Separadamente, o grupo das
frutas corresponde a 56,7gramas/per capita/dia, sendo que apenas 5,89g é a
parcela de itens da biodiversidade local. No caso das verduras e legumes, são
51,97gramas/per capita/dia, sendo que 1,20g são alimentos nativos.
Por biomas, a caatinga
apresentou a maior disponibilidade de frutas nativas na aquisição pela população
(4,20g/per capita/dia), enquanto para legumes e verduras, a Amazônia se
destacou (1,52g/per capita/dia).
“Isso faz mal não só para a
saúde do planeta como também da população, através de impactos ambientais, além
de não valorizar a agricultura sustentável, só valorizar agricultura por meio
monótono, que é utilizando muitos agrotóxicos e venenos.
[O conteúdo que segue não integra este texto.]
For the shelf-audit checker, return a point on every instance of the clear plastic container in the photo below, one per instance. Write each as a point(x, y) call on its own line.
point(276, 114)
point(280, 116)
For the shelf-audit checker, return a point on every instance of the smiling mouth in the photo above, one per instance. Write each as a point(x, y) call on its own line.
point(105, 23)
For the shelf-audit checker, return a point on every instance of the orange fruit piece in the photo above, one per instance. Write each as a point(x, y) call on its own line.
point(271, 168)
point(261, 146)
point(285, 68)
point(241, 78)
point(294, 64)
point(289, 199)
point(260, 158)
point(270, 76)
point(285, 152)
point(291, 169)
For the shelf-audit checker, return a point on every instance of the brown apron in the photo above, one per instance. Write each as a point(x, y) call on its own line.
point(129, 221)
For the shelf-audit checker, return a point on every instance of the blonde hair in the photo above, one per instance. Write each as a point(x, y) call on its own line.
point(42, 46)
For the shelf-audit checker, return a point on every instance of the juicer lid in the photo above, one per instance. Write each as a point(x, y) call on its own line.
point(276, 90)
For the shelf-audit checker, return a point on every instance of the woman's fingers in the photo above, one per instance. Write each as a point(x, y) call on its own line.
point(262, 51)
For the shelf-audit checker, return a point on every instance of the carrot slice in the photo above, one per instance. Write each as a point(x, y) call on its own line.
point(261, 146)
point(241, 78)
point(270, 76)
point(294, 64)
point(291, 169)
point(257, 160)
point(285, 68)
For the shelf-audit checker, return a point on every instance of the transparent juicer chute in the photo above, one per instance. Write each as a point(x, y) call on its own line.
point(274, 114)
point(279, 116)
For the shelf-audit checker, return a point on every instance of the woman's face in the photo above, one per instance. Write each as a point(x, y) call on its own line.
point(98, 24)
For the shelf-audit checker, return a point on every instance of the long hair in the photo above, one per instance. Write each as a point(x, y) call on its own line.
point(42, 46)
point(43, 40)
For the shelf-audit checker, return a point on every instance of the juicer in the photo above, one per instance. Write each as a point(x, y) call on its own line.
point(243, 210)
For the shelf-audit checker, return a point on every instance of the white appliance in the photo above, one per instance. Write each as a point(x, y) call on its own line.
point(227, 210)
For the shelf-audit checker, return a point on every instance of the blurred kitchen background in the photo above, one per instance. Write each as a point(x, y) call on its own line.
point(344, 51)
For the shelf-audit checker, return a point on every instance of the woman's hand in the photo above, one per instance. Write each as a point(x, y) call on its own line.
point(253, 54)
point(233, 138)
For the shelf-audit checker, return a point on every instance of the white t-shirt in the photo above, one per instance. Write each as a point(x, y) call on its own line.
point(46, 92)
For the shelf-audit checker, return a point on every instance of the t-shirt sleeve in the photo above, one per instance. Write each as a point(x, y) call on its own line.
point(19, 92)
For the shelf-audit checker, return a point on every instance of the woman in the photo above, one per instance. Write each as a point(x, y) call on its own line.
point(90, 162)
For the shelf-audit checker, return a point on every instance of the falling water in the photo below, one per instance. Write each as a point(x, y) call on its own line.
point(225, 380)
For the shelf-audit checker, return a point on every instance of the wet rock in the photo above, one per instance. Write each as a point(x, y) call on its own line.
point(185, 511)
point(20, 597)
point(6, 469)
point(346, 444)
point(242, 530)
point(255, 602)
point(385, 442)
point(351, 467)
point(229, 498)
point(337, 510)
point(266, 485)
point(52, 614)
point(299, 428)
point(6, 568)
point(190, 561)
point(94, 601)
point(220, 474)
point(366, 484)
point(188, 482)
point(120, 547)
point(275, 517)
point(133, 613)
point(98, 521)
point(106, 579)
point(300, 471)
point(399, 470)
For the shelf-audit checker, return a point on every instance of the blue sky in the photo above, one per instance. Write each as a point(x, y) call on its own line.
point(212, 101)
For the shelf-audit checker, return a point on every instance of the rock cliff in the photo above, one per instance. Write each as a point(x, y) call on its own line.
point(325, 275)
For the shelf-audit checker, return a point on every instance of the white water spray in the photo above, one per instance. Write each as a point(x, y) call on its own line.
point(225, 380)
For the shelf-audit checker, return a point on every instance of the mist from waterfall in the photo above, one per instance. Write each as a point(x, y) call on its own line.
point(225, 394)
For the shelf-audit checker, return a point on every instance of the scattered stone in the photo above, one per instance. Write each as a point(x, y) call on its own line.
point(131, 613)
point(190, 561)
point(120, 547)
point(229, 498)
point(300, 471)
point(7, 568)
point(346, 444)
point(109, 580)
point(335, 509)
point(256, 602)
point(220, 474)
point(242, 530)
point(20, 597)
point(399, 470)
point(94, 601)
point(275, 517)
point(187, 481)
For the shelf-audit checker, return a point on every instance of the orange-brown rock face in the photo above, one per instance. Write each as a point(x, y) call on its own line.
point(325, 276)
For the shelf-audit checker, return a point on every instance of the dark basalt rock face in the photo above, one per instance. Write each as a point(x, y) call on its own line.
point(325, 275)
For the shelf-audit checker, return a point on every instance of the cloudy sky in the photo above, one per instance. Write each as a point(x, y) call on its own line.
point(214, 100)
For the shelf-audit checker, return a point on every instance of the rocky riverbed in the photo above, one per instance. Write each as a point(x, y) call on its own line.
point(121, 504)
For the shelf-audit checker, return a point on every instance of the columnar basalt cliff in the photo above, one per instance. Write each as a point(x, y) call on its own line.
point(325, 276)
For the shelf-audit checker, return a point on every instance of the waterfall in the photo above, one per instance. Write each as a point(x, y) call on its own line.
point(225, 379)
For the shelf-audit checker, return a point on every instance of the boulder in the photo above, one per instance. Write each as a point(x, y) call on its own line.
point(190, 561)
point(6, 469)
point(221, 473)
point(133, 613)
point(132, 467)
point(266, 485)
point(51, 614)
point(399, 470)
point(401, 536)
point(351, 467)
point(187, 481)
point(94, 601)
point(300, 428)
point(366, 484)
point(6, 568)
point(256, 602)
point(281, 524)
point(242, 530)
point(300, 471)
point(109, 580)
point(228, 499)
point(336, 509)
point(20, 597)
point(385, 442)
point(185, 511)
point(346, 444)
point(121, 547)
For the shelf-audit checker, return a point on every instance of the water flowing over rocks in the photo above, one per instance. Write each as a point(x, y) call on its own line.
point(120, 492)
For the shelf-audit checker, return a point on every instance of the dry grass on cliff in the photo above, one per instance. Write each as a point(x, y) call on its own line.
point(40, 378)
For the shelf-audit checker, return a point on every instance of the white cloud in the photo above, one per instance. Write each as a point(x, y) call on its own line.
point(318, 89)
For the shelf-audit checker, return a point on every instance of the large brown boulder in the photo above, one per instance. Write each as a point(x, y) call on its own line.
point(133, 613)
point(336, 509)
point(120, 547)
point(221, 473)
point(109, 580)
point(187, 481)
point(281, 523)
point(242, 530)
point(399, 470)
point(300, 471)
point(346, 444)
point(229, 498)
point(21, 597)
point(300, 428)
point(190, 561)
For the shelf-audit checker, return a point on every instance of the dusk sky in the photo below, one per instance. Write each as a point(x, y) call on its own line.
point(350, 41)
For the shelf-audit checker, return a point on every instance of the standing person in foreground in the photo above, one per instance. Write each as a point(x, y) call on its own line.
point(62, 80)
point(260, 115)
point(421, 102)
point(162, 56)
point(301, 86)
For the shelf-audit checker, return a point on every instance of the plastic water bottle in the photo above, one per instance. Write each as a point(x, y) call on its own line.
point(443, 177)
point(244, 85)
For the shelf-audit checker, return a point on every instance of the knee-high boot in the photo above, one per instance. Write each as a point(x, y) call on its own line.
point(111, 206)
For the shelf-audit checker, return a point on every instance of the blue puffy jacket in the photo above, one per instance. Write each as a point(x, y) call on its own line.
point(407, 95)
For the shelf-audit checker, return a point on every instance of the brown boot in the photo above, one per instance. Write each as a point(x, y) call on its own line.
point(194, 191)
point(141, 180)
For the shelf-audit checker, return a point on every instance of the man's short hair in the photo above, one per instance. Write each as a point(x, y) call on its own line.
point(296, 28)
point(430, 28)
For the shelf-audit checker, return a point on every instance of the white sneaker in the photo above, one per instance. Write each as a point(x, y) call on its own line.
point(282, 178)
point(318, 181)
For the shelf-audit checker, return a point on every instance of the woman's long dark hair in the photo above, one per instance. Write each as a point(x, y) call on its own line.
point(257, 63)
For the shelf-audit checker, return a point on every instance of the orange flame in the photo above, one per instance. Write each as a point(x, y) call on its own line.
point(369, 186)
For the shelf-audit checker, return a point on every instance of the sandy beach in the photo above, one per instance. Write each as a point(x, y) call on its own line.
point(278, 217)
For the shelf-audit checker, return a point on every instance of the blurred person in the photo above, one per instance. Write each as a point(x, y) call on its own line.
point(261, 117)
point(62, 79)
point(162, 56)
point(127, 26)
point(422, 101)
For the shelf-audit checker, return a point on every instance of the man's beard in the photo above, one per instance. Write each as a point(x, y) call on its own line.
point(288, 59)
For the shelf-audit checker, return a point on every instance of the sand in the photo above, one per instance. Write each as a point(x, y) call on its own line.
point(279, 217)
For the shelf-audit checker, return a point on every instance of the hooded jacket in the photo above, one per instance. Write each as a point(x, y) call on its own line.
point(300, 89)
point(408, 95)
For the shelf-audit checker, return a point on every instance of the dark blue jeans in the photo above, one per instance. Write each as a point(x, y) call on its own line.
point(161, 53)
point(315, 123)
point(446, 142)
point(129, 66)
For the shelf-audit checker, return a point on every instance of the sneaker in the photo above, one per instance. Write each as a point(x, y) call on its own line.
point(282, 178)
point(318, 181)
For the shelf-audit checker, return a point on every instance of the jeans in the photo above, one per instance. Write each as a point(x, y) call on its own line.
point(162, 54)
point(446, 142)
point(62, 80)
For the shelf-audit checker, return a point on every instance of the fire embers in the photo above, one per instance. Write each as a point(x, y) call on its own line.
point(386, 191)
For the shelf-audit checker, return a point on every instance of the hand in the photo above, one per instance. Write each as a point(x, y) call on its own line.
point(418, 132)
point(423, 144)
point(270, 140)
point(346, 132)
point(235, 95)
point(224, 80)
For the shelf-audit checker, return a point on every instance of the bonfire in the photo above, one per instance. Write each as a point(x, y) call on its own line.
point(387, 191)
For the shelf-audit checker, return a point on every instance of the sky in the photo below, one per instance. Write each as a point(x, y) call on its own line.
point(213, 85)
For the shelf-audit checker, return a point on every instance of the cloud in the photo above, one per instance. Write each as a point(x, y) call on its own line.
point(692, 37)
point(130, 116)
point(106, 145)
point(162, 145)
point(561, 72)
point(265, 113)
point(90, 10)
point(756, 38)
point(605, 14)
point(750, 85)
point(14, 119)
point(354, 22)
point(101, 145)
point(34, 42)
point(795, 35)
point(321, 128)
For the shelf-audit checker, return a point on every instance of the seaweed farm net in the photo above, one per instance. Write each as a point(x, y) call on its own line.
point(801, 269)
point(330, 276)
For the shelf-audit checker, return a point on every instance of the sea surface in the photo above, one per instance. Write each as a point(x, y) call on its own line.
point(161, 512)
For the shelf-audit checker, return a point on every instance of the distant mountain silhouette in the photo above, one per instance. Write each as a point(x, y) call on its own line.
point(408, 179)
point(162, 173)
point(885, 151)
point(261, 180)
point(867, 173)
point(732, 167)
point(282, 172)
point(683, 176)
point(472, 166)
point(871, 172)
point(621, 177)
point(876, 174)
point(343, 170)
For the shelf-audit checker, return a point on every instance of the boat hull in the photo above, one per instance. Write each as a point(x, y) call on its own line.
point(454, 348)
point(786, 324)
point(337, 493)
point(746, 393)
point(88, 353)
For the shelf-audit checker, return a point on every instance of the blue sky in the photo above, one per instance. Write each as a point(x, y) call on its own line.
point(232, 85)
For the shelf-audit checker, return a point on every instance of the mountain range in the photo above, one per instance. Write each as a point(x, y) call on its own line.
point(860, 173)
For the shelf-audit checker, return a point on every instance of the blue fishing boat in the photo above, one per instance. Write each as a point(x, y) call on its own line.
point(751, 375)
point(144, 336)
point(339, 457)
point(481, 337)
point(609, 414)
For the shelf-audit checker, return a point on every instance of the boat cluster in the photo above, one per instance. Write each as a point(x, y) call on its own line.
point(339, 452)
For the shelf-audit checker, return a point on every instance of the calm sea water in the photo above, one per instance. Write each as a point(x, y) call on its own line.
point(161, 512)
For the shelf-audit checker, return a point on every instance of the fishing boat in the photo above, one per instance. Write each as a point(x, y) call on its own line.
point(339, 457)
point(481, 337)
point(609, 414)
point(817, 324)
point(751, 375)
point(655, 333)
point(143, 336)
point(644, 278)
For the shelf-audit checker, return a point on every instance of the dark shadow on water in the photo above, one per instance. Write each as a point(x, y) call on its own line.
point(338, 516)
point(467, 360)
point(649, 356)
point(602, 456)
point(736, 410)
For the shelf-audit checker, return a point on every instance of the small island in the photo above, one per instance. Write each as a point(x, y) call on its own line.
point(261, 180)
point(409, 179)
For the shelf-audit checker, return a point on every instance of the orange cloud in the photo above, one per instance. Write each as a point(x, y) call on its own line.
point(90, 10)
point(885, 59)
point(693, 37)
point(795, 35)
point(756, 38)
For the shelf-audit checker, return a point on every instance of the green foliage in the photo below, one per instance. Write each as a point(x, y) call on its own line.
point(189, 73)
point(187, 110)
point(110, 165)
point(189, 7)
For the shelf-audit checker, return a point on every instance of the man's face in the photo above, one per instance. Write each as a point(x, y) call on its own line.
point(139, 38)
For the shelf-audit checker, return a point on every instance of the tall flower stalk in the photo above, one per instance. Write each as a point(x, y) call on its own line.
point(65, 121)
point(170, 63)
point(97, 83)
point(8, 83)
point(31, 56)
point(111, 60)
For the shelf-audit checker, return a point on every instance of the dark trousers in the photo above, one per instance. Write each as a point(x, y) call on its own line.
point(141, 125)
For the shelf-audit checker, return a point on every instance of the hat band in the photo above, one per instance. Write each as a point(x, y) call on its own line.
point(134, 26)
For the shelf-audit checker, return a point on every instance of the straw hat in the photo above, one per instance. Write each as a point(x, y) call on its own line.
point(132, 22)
E também como isso
prejudica as culturas tradicionais no Brasil, porque esse tipo de alimento que
estamos destacando faz parte de algumas comunidades de povos indígenas, além de
agregarem também para agricultura familiar”, explicou.
O pesquisador sustentou que,
sobre o consumo de frutas, legumes e verduras, a Organização Mundial da Saúde
(OMS) recomenda quatrocentas gramas
diárias desses alimentos em cinco ou mais dias da semana.
Soluções
Para o pesquisador, o
primeiro ponto para uma mudança nessa realidade seria considerar a sazonalidade
dos alimentos, valorizando aqueles cultivados em ambientes naturais e não em
ambientes controlados, com uso de agrotóxico e fertilizantes, que,
artificialmente, levam ao maior rendimento daquela cultura. Ele acrescentou que
é preciso repassar tais alimentos com preço justo para a população.
“Para isso, a gente tem que
incentivar o cultivo desses alimentos, então é preciso criar feiras, espaço de
troca de conhecimentos e dar apoio técnico aos agricultores e às comunidades
que plantam e colhem alimentos da biodiversidade. A gente observou que alguns
alimentos precisam de um trabalho muito manual para extração, por exemplo, o
coco babaçu, que necessita ser quebrado para tirar a castanha que tem dentro
dele para fazer leite da castanha de babaçu, além de farinhas e outras coisas”,
disse.
Em relação a introduzir os
alimentos nativos na dieta da população, ele citou a possibilidade de inclusão
na alimentação escolar, principalmente por meio do Programa Nacional de
Alimentação Escolar, que adquire alimentos da agricultura familiar.
“Colocar esses alimentos na
alimentação escolar e [introduzir] o debate sobre alimentação nas escolas para
ensinar as crianças desde cedo a escolher e consumir os alimentos nativos, além
de identificar quais alimentos são nativos de cada região e começar um
questionamento sobre a origem dos alimentos”, sugeriu.
Origem
esquecida
Ele acrescentou que, por
conta dos alimentos ultraprocessados, as pessoas acabam esquecendo a origem dos
alimentos e que muitos não conhecem como é o alimento in natura, só sabem como
é o pacote após ser processado. Nas cidades, há ainda maior distanciamento
entre produção e população.
“[É preciso] reaproximar a
população através da produção dos alimentos, então a gente observa que a
população agora vive em grande maioria na área urbana, então incentivar por
meio de hortas comunitárias seria um bom exemplo para aumentar a
disponibilidade desses alimentos nas áreas urbanas”, finalizou.